Case Presentation: A 65-year-old man with a past medical history of gout and chronic pancreatitis complicated by pseudocyst presented with bilateral lower leg swelling, erythema, and pain for few weeks. The rash was also associated with bilateral lower extremity nodules that would spontaneously open and discharge white material. He was seen and treated in the outpatient setting with multiple courses of oral antibiotics with minimal improvement. The patient was hemodynamically stable, his physical exam was significant for erythema, warmth, exquisite tenderness and edema to his both lower extremities extending from feet to mid-calves with multiple nodules, measuring approximately 3 cm in diameter, and with faint peripheral pulses. He was started on IV vancomycin treatment to treat possible refractory cellulitis, his symptoms of erythema, warmth and tenderness had improved and the patient was discharged home with doxycycline and cephalexin to complete a prolonged course of antibiotics. Five days after discharge, he returned with recurrent erythema, warmth and severe pain in his bilateral lower extremities. His physical exam was similar to his prior presentation. A CT angiogram of the lower extremities was performed which including the aortic origin and revealed severe arterial disease and an incidental finding of an enlarging pancreatic mass, presumed to be pancreatic pseudocyst. The mass was further confirmed by pancreatic MRI which revealed interim growth of the pancreatic mass with stable pancreatic duct dilatation. Lipase and amylase were elevated to >4200 U/L and >2100 U/L, respectively. Skin biopsy was obtained, which exhibited ghost cells and saponification within the subcutaneous tissue, consistent with pancreatic panniculitis.
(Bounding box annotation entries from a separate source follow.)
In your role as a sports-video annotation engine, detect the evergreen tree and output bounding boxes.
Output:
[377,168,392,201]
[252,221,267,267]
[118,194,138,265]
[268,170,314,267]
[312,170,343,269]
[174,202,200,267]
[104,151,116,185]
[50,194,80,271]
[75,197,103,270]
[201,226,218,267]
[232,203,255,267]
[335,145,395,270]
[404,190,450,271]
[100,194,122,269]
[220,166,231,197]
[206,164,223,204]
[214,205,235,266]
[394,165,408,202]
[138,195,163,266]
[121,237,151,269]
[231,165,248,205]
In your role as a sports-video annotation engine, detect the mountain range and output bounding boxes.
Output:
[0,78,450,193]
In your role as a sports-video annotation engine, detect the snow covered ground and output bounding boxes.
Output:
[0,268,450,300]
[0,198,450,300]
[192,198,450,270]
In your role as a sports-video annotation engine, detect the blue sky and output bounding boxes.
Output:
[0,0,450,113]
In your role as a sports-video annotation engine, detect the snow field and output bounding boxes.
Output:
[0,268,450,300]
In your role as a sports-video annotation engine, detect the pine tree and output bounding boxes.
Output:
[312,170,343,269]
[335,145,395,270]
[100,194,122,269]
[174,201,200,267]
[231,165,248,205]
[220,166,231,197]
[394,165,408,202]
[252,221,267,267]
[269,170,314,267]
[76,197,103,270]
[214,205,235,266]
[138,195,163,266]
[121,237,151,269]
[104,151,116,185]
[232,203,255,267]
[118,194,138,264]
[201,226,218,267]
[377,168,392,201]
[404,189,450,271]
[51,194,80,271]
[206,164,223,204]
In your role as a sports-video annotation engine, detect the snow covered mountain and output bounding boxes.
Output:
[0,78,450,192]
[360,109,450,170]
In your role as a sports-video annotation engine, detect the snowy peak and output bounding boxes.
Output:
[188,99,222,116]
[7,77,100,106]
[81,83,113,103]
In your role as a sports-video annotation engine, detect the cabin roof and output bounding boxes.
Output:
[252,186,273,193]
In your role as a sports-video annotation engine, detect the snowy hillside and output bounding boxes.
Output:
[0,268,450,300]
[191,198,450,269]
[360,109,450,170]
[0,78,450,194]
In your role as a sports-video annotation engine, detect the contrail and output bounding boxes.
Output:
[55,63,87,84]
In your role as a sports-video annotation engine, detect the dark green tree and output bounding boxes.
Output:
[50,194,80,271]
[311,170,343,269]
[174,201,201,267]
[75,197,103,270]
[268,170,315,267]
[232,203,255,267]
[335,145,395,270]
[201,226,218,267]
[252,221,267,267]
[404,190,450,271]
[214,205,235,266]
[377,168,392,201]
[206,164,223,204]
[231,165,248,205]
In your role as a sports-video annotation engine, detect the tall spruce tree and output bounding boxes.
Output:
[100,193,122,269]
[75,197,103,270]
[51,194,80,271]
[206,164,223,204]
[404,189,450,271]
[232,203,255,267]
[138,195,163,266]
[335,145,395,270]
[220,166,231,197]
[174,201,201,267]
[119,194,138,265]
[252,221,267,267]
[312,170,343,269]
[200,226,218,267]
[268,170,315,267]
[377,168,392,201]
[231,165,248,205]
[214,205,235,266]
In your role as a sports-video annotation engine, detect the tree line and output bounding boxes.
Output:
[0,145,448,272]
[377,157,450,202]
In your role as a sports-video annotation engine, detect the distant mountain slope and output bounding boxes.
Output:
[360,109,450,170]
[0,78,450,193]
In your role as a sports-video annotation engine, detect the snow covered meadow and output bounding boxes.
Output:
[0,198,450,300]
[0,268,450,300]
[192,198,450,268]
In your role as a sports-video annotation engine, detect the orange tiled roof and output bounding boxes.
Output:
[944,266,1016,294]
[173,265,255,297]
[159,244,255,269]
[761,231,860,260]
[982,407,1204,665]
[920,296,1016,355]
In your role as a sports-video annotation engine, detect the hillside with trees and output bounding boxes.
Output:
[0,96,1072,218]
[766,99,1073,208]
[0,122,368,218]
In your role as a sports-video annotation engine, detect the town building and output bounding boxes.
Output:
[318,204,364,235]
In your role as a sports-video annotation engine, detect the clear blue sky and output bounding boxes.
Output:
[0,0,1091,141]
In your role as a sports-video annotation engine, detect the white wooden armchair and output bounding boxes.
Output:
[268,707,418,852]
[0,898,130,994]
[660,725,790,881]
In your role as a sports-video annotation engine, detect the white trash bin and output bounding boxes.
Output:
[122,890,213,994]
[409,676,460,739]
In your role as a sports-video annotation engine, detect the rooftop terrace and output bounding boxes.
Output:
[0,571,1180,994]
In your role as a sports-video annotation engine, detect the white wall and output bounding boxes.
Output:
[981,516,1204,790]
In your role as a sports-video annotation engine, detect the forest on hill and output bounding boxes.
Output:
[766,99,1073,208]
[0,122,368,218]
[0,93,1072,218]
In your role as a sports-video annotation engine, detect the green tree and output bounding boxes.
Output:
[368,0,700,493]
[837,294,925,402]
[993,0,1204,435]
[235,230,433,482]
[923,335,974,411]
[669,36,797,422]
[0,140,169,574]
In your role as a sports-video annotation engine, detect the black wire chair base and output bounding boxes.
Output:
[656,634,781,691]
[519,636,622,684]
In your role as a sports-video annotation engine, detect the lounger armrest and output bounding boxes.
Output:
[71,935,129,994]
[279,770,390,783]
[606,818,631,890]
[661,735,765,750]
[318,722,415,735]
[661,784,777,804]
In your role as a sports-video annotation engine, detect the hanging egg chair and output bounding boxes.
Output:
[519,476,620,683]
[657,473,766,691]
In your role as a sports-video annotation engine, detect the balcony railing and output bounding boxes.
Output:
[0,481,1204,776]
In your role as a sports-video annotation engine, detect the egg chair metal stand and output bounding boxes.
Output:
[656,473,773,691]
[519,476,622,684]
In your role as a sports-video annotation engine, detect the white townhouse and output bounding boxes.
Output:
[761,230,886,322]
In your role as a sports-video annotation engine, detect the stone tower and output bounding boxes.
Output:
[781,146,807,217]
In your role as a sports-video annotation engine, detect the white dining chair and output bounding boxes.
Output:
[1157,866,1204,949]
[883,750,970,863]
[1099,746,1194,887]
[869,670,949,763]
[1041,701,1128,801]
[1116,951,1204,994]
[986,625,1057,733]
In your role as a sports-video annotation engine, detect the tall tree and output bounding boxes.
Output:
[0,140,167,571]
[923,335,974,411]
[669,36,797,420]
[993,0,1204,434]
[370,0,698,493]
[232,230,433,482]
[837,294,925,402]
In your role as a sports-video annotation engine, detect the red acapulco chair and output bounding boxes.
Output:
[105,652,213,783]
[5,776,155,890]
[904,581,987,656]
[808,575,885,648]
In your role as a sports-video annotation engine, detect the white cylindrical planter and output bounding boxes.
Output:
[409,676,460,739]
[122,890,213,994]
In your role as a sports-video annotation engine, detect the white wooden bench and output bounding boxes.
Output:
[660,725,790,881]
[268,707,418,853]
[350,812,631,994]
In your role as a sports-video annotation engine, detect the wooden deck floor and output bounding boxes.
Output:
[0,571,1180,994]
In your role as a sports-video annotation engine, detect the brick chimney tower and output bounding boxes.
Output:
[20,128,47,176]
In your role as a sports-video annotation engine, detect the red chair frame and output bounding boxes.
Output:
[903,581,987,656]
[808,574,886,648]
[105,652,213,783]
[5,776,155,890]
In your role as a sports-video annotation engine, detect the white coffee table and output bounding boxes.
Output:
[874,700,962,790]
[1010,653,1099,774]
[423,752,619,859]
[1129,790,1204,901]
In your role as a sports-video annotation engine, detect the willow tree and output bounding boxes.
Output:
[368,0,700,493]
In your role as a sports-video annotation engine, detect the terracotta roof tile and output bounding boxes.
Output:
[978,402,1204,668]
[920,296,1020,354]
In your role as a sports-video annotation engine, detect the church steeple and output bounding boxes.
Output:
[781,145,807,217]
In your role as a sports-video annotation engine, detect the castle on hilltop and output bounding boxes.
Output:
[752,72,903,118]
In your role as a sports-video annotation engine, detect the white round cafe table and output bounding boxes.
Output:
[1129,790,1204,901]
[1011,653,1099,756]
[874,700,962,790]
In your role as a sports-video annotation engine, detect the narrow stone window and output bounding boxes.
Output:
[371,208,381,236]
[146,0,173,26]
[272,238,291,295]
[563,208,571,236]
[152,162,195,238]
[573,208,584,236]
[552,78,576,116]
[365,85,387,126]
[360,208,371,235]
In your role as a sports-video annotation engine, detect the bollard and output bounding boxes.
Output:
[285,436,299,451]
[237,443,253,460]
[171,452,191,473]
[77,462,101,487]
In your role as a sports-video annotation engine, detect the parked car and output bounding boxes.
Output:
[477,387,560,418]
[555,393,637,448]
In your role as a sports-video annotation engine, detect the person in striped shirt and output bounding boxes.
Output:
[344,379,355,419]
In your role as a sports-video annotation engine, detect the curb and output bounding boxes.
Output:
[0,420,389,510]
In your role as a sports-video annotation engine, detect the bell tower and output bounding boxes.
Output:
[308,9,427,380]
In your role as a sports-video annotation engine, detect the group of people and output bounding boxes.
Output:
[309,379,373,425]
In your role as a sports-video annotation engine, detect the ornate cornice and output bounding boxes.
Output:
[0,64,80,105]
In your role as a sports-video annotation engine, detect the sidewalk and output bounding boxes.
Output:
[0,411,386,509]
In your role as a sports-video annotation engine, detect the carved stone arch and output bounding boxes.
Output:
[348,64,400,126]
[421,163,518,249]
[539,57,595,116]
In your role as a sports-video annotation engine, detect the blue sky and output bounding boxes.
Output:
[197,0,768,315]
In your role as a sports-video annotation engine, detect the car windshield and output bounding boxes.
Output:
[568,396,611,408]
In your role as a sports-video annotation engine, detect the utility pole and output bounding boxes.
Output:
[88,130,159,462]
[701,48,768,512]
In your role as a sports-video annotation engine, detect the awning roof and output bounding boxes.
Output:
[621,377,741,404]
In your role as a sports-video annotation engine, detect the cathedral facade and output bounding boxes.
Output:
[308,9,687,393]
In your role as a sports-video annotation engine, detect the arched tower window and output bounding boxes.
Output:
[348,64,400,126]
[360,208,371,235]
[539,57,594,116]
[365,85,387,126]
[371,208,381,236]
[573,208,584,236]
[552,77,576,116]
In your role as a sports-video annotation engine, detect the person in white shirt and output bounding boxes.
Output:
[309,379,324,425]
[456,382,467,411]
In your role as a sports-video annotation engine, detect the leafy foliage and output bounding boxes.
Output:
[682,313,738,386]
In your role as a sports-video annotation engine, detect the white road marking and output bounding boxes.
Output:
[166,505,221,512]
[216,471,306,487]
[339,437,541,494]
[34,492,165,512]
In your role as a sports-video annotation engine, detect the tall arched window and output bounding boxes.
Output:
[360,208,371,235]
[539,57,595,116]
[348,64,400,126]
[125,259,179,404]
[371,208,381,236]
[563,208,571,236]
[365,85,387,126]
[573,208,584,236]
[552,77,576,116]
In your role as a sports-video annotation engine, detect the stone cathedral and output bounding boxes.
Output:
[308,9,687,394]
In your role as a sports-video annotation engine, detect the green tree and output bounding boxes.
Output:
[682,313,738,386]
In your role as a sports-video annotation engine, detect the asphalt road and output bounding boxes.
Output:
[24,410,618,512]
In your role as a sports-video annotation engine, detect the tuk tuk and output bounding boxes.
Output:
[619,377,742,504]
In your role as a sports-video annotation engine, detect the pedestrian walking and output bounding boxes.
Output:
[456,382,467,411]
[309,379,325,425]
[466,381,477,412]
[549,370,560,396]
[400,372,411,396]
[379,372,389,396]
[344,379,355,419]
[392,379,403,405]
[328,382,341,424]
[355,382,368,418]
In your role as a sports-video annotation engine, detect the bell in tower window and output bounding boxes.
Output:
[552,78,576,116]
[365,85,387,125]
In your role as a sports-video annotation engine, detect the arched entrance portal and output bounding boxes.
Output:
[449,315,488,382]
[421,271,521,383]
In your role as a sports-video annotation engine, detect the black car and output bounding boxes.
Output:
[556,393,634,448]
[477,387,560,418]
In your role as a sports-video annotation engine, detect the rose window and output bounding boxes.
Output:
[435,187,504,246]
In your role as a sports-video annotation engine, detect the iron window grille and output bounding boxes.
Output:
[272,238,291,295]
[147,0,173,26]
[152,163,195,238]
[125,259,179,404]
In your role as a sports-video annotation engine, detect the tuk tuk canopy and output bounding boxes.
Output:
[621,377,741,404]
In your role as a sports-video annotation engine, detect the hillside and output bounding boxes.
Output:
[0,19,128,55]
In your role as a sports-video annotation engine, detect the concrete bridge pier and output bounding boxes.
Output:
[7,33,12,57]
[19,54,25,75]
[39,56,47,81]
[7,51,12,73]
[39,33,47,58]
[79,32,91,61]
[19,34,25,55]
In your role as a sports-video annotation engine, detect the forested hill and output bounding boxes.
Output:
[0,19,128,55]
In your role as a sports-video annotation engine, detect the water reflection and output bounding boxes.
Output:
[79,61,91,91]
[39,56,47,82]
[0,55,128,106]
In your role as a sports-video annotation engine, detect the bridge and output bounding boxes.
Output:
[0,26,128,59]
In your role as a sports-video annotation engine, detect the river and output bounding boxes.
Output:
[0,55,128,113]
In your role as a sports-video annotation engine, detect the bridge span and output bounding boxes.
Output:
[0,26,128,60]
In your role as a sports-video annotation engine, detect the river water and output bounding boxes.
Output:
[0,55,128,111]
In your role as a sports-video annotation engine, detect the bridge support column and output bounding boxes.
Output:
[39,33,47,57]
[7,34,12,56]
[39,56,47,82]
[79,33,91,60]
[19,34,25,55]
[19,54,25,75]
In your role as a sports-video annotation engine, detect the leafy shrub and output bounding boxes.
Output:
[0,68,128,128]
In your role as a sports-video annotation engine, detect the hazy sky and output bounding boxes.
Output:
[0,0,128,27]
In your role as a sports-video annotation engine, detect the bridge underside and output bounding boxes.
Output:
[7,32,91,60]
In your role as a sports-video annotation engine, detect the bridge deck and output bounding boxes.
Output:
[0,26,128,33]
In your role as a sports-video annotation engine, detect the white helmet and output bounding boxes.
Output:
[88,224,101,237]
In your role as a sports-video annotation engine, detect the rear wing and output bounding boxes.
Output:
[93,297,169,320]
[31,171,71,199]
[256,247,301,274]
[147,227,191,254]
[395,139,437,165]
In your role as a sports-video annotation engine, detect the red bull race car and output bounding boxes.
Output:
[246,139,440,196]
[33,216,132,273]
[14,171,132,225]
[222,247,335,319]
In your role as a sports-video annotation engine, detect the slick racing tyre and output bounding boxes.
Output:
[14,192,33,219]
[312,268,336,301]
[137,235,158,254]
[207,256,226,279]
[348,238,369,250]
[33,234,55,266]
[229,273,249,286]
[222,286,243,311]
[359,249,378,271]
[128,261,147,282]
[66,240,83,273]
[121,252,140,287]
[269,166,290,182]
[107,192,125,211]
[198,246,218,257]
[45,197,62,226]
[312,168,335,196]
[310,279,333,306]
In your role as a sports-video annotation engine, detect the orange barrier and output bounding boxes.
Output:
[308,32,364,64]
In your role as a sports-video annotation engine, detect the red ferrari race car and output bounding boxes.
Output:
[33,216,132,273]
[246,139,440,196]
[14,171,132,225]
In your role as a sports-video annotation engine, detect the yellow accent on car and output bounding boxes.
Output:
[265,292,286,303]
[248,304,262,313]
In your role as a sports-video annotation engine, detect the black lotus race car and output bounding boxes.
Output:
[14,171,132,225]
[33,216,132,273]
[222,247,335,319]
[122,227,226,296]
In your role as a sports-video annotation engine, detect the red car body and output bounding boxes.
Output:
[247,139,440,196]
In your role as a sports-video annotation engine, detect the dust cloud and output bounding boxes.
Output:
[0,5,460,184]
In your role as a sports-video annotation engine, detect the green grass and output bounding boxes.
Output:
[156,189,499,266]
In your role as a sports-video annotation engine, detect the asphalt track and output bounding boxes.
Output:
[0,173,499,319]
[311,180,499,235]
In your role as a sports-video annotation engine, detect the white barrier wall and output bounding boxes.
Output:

Discussion: Pancreatic panniculitis is rare with an estimated incidence of 2-3% in pancreatic disease, with about 45% of the patients have an underlying malignancy. The cause of the disorder is unknown, but a role for the release of pancreatic enzymes has been proposed giving the high level of lipase and amylase seen in these patients. Diagnosis is made through clinical features of rash which mostly involves distal extremities in addition to skin nodules that may ulcerate and drain oily brown liquid derived from the necrosis of adipocytes, clinical diagnosis should be paired with skin biopsy results showing primarily lobular panniculitis with extensive necrosis of adipocytes and ghost adipocytes (adipocytes without nuclei) with calcium deposits. Treatment should involve treating the underlying cause and relieving of any obstruction in the pancreatic duct if present. However, in patients with pancreatic carcinoma, the course of panniculitis tends to be more persistent.

Conclusions: In patients presenting with what appears to be bilateral lower extremity cellulitis, clinical suspicion should be raised to expand the differential diagnosis. Hospitalists should consider pancreatic panniculitis as a potential diagnosis in patients with chronic pancreatitis presenting with rash and subcutaneous nodules.

IMAGE 1: Figure 1: Showing bilateral distribution of the rash as seen in (A) with multiple small nodules as seen in (B) with few big nodules measuring up to 3 cm as can be seen in (C), some of these nodules has already ruptured as evident in (D).